Non-Standard Evaluation (NSE) in R
Non-Standard Evaluation (NSE) is one of those R concepts that trips up newcomers but becomes essential once you understand it. If you’ve ever used dplyr::filter() or ggplot2::aes(), you’ve benefited from NSE—even if you didn’t know it.
What is Non-Standard Evaluation?
In most programming languages, when you pass an argument to a function, it’s evaluated first, then the value is passed in. Standard evaluation works like this:
# Standard evaluation - x is evaluated to 5 first
my_func(1 + 4) # receives 5
But R allows functions to capture the unevaluated expression itself. This is NSE. When you write:
filter(df, age > 30)
The filter() function doesn’t receive the value age > 30—it receives the expression age > 30 as a promise object.
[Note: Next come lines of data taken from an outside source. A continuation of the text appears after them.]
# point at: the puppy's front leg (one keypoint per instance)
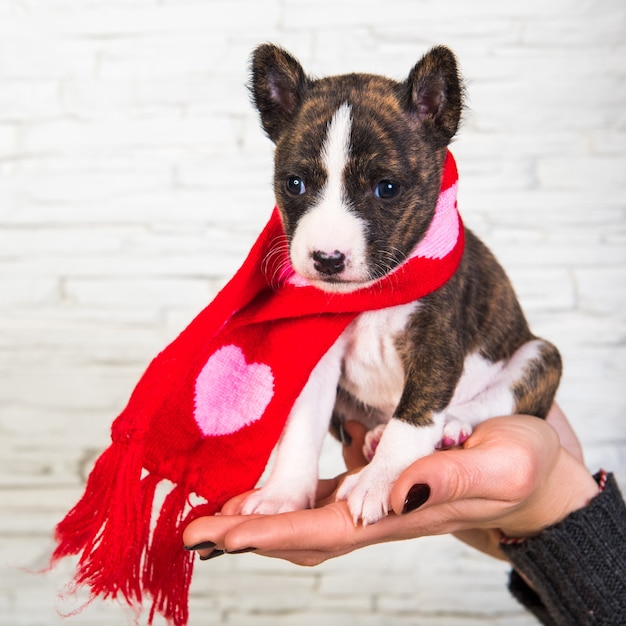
(413, 432)
(292, 482)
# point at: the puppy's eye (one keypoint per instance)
(386, 189)
(295, 186)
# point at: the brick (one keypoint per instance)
(134, 177)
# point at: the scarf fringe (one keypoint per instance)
(110, 528)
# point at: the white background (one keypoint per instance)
(134, 176)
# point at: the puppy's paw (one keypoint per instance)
(271, 501)
(367, 494)
(372, 439)
(455, 432)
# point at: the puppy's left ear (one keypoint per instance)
(435, 94)
(278, 85)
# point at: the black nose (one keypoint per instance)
(329, 264)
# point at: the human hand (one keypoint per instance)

It can then decide how to evaluate that expression, which is what makes the tidyverse work.
How NSE Works in R
R has several mechanisms for working with unevaluated expressions:
quote()- Captures an expression without evaluating itsubstitute()- Captures the expression as it appears in the calling environmenteval()- Evaluates an expression in a specified environment
Here’s a quick demo:
# quote() captures the expression
expr <- quote(1 + 2)
expr
# 1 + 2
# eval() evaluates it
eval(expr)
# [1] 3
The key difference between quote() and substitute(): substitute() also performs environment substitution, which is crucial for NSE functions.
Capturing Expressions with substitute()
substitute() is the workhorse of base R NSE. It grabs the expression from the parent frame:
capture_expr <- function(x) {
substitute(x)
}
capture_expr(1 + 2)
# 1 + 2
capture_expr(mean(x, na.rm = TRUE))
# mean(x, na.rm = TRUE)
This is exactly what base R functions like subset() use:
# This works because subset() uses NSE
subset(mtcars, cyl == 4)
Building NSE Functions
Let’s build a simple NSE function to see how it works. We’ll create a filter_gt() function that filters a data frame where a column is greater than a threshold:
filter_gt <- function(df, column, threshold) {
# Capture the unevaluated column name
col_expr <- substitute(column)
# Build the expression
filter_expr <- quote(
df[which(df[[col_name]] > threshold), ]
)
# Substitute the actual column name
filter_expr <- substitute(filter_expr,
list(col_name = as.character(col_expr)))
eval(filter_expr)
}
# Usage
filter_gt(mtcars, cyl, 6)
This is a simplified example, but it shows the pattern: capture the expression, build a new expression, then evaluate it.
NSE in the Tidyverse
The tidyverse uses a more sophisticated system called tidyeval, built on top of the rlang package. The key functions are:
enquo()- Capture an argument as a quosure (quoted expression + environment)enquos()- Capture multiple arguments!!(bang-bang) - Unquote an expression into its surrounding context{{ }}(curly-curly) - Pronoun for referencing captured arguments
Here’s a practical example:
library(dplyr)
library(rlang)
filter_above_threshold <- function(df, col, threshold) {
# Capture the column expression
col <- enquo(col)
df %>%
filter(!!col > threshold)
}
# Usage
mtcars %>% filter_above_threshold(cyl, 6)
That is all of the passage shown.